А вот в помещениях, по которым Сергей Ильич Бавыкин сопровождал Куропёлкина в гостиную, подлинные приметы пещеры сохранялись. В частности, в мастерской сапожника, где Куропёлкин наблюдал за обследованием хозяином ковбойского сапога. Дальше прошли залом, озадачившим гостя смыслом своего назначения. Возможно, здесь случались кабинетные занятия Сергея Ильича. Две стены были заняты книжными полками. С книгами, заметим. А вот другие стены были покатые, клыкастые, злые. Куропёлкина же (мимоходом) заинтересовало целое воинство глобусов. Глобусы стояли в ряд, штук десять их, большие, куда крупнее школьных. Голубые с зелёным и светлокоричневым шары вращались, а из них торчали какие-то тонкие металлические предметы. Удивила Куропёлкина одна странная конструкция. В подставке для шара глобуса не спеша поворачивался то ли куб, то ли параллелепипед, обклеенный, кстати сказать, картами планетарных материков и океанов.
— Об этом и о починке обуви, — бросил Бавыкин на ходу, — расскажу позже. Если пожелаете узнать…
Куропёлкин пожелал, но вслух желание своё высказывать не стал.
При входе в гостиную Бавыкин расстегнул верхние кольца плаща и сбросил его на каменную скамью у порога. Стол был накрыт на две персоны.
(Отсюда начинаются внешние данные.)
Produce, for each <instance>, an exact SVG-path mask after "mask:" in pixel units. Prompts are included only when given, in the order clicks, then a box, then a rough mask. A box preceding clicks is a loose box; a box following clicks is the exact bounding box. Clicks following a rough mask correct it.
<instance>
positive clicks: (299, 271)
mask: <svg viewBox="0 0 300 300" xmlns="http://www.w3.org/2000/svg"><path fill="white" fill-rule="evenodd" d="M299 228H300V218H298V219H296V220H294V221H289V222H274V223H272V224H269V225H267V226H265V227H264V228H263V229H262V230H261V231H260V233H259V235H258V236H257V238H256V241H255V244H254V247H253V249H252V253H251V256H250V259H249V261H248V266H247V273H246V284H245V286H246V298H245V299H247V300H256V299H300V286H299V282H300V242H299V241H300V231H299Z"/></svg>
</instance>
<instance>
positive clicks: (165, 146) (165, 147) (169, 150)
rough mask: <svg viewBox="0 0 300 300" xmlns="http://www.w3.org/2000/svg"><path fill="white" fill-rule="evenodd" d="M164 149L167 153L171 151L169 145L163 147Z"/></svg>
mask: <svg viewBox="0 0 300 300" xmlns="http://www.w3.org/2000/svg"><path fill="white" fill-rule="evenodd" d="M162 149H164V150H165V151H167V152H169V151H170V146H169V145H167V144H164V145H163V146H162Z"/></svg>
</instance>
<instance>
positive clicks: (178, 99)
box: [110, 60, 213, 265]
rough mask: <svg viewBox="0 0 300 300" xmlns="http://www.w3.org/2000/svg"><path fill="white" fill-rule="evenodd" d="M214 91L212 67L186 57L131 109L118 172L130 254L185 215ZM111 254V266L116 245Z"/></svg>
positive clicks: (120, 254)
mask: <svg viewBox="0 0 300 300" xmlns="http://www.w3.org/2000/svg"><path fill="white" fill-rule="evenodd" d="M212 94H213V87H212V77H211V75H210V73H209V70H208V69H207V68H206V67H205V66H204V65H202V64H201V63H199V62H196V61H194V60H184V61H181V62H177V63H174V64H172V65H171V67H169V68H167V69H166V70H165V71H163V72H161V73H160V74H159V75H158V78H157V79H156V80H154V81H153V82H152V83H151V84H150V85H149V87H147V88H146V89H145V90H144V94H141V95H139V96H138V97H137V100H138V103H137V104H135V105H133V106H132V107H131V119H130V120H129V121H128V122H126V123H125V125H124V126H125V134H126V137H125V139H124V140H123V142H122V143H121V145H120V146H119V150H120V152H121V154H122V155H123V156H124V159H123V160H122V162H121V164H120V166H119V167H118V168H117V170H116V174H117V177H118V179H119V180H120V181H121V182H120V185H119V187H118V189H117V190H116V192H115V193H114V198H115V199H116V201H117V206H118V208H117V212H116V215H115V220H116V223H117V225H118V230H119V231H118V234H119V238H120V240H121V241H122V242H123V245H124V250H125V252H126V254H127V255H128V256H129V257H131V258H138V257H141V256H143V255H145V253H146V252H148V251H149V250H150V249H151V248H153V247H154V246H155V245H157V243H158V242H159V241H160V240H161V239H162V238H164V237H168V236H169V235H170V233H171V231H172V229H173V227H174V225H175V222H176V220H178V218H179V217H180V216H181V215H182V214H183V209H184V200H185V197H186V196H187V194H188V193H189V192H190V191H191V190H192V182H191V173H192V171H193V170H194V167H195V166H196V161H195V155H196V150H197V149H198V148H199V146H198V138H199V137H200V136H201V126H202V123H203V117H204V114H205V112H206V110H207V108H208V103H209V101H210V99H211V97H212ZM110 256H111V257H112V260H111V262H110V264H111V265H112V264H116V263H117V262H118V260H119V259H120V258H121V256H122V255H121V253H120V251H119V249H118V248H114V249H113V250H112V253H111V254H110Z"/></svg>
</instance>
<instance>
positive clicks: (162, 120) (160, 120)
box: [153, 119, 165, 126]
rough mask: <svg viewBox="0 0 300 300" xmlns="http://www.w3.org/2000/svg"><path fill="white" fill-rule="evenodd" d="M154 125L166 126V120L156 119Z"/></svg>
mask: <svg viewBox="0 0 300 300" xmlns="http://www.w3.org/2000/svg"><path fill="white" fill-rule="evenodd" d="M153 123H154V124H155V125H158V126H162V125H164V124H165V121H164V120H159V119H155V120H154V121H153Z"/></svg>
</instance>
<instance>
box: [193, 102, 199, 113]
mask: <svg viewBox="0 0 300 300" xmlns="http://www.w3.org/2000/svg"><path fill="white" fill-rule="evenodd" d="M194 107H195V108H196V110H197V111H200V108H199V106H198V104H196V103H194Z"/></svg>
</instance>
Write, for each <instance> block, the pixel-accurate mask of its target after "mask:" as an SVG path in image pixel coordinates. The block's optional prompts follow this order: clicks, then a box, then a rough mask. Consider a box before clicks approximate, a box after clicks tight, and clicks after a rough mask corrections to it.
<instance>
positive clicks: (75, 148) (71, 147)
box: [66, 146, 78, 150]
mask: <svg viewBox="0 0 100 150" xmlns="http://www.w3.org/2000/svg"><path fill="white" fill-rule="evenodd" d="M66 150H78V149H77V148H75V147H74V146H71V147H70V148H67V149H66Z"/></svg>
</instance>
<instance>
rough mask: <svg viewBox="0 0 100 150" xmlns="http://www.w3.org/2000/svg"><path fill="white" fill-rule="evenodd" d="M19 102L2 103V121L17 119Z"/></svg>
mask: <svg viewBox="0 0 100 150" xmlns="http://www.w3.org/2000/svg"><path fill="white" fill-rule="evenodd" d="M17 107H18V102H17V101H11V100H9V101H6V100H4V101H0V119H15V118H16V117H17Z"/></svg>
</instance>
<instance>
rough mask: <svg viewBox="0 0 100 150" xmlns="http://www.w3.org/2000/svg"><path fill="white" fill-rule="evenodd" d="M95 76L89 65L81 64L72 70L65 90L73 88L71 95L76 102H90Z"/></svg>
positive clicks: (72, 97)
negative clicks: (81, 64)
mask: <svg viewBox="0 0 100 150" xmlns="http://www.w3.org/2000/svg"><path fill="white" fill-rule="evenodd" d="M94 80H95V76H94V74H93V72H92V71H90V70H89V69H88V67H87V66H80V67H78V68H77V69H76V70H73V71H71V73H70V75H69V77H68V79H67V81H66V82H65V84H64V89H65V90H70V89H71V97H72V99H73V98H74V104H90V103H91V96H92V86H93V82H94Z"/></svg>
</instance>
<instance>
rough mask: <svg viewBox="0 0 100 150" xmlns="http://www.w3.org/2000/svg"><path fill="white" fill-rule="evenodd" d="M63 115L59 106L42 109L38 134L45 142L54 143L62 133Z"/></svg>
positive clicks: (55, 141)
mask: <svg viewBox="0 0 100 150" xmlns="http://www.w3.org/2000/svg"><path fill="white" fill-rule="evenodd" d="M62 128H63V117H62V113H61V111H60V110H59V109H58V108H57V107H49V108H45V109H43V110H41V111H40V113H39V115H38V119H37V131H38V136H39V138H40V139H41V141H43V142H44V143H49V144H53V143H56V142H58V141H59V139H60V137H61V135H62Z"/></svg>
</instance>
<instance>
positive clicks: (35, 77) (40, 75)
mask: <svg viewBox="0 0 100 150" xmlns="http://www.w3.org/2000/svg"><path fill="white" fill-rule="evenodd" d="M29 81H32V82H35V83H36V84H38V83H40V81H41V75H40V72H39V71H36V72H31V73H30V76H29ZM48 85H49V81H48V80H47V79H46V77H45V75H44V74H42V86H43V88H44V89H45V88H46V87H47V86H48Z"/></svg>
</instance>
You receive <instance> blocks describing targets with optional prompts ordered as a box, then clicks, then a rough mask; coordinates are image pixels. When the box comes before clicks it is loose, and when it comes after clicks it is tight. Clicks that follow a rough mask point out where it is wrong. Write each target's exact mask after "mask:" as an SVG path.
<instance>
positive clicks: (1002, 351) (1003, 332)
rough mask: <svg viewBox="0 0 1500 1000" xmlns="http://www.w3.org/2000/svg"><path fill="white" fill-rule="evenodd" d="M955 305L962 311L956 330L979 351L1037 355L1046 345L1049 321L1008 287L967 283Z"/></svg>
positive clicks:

— Садитесь, Евгений Макарович. Откушаем и выпьем за встречу.
— Не могу, — заявил Куропёлкин. — Мне надо возвращаться на свой шесток. А уж пить я не имею права по условиям контракта.
— Экие трудности! — рассмеялся хозяин. — Прожуете две таблетки, и каких-либо последствий нашей с вами беседы никто не учует.
— А карабкаться по скобам к выходу из колодца? — напомнил Куропёлкин. — Осоловею после застолья и засну по дороге…
— Мои ассистенты подымут вас к Люку. За две минуты. В гамаке.
— В гамаке? — возмутился Куропёлкин. — Меня и в гамаке?
— Стало быть, вы плохо знаете историю флота, — сказал Бавыкин, бывший муж. — Команды каравелл Колумба возвращались в Испанию, отдыхая в гамаках. Подвесные сетки карибских индейцев оказались чрезвычайно удобными для морских путешествий. Потом появились новые комфорты, и о гамаках забыли… А так для флотских в гамаках не должно быть ничего постыдного…
— Уговорили, — сказал Куропёлкин.
55
— Хочу отблагодарить вас за подарок, — сказал Бавыкин, разливая в стопки белую жидкость.
— Это сапог, что ли, и древний скороходовский полуботинок доставили вам радость? — спросил Куропёлкин.
— И они тоже, — кивнул Бавыкин. — Но главное событие для меня нынче — это возможность общаться с вами.
— Чем же я так замечателен? — поинтересовался Куропёлкин.
— Тем, что вы человек, — сказал Бавыкин.
— Вы — одиноки. Или вы здесь — узник? И вам не дано отсюда уйти? — озадачился Куропёлкин.
— Уйти отсюда можно, — сказал Бавыкин. — Хотя бы вон той дорогой.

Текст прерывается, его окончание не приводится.